Minimum viable version control
The following commands encompass the functionality I’ve discussed (try to ignore any Git-specific meaning of reused terms and imagine them conceptually):
workspace
: Acquire a named environment where code changes can be made and tracked.changeset
: Create a reviewable set of changes (or, by option, add changes to an existing change set).patch
: Copy a WIP or submitted change set from another workspace into your workspacepush
: Update the remote change set with whatever modifications are present.sync
: Update the environment to use the latest version of all files in the repository, triggering conflict resolution where necessary.snapshots list
: List the automatically-captured previous states for a change set or individual file[2].snapshots revert
: Revert a file or files to a previously-captured state. This is non-destructive; on save, a new snapshot is created rather than ‘rewinding’ the history.
Those are the commands needed to create and iterate on change sets. Although they are fundamentally affordances of the VCS, most can be used more efficiently through an interface or IDE integration. The same is true for functionality related to the revision history: viewing the linear revision history of a file or directory (history
) and the blame (blame
) are tasks best accomplished in a dedicated UI.
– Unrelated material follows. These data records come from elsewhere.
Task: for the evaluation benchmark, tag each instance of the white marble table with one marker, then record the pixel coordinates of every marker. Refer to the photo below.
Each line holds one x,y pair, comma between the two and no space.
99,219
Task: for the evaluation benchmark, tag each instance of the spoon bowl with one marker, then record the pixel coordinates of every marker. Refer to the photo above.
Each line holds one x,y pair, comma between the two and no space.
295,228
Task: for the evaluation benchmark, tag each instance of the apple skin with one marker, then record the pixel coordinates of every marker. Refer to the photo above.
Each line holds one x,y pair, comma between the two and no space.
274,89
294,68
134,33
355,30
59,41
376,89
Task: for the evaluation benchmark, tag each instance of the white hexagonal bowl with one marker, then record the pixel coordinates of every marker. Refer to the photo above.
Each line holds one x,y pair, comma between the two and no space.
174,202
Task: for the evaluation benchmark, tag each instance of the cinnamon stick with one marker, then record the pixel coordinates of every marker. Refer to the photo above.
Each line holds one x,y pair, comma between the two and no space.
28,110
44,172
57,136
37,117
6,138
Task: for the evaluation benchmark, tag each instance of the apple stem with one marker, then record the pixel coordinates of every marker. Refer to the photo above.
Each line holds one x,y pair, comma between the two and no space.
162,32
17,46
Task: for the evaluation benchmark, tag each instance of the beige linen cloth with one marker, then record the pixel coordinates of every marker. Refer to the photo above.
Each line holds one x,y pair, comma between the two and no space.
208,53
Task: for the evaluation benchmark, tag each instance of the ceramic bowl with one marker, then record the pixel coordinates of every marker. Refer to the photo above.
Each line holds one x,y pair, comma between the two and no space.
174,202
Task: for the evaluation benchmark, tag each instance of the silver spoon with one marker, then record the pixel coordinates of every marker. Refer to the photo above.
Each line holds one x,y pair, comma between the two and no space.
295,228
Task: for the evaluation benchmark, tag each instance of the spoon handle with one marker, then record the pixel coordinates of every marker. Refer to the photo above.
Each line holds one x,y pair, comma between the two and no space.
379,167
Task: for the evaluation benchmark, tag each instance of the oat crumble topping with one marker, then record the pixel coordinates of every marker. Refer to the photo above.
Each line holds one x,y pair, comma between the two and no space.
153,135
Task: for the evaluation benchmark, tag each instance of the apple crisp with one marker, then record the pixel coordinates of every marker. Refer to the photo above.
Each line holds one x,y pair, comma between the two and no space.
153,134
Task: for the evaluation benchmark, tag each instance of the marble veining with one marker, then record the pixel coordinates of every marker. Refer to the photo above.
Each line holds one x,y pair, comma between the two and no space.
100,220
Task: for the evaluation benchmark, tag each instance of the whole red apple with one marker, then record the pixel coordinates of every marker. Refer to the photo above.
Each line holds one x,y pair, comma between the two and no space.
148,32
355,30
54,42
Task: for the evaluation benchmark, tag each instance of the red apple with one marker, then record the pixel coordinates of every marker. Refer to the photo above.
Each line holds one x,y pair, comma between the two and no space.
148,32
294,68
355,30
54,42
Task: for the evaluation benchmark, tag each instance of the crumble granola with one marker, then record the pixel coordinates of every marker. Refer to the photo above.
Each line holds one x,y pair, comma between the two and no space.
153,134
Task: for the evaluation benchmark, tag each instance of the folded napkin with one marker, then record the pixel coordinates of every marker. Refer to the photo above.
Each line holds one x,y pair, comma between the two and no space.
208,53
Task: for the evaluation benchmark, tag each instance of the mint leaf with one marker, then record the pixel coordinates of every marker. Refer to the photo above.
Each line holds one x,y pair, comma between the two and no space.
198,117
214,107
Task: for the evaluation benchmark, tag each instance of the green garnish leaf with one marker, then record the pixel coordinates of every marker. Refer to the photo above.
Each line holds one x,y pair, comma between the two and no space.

A VCS built around change sets (unlike Git) would naturally afford managing the change set through the review cycle: sending them for review (send
), reviewing them (review
), and merging them (submit
). Pragmatically, these are also well-suited for a standalone review UI.
Other considerations
Stacking
Even for a very focused team, there is a limit to the reasonable expectation of review speed. Because of this, developers will often find it useful to ‘stack’ changes by starting a follow-up PR on top of their previous work while it is in review. There are several ways to ease this process, mostly around the resolution of later revisions to the upstream PR. Ultimately, this functionality is a layer on top of the primitives described above and can be integrated into the VCS, a meta-tool, the review tool, or all three.
However, it is important to note that stacking PRs is a workflow regression and must not be abused. Used in excess, stacked PRs cause many of the same issues as large PRs. In my experience, three stacked PRs is roughly the breakeven point. Frequent stacking beyond this is an indicator of structural issues around review speed and distribution.
Release branches
Some teams have an unavoidable need for long-lived release branches due to technological or business constraints. Obviously, continuous delivery and a truly-branchless model is infeasible for them, even if they otherwise practice trunk-driven development.
[0] Squash on merge is the best option for teams using Git with the model discussed here. Because the reviewed change set is the atomic unit of work, commit messages have no relevancy and can be discarded on merge. Other merge options that preserve commits work poorly since commits are often incomplete work states with broken/failing tests and unhelpful messages which clog the repo history.
[1] Qualitative improvements in the version control workflow are harder to convey than quantitative ones but no less real. ‘Merge hell’ and ‘rebase hell’ are both primarily consequences of the limitations inherent in Git’s model. Different tools and workflows, while not feasible for all teams, can largely eliminate them.
[2] It’s reasonable to also have a ‘name latest snapshot’ convenience feature, but it’s peripheral enough that I’m excluding it from the main list.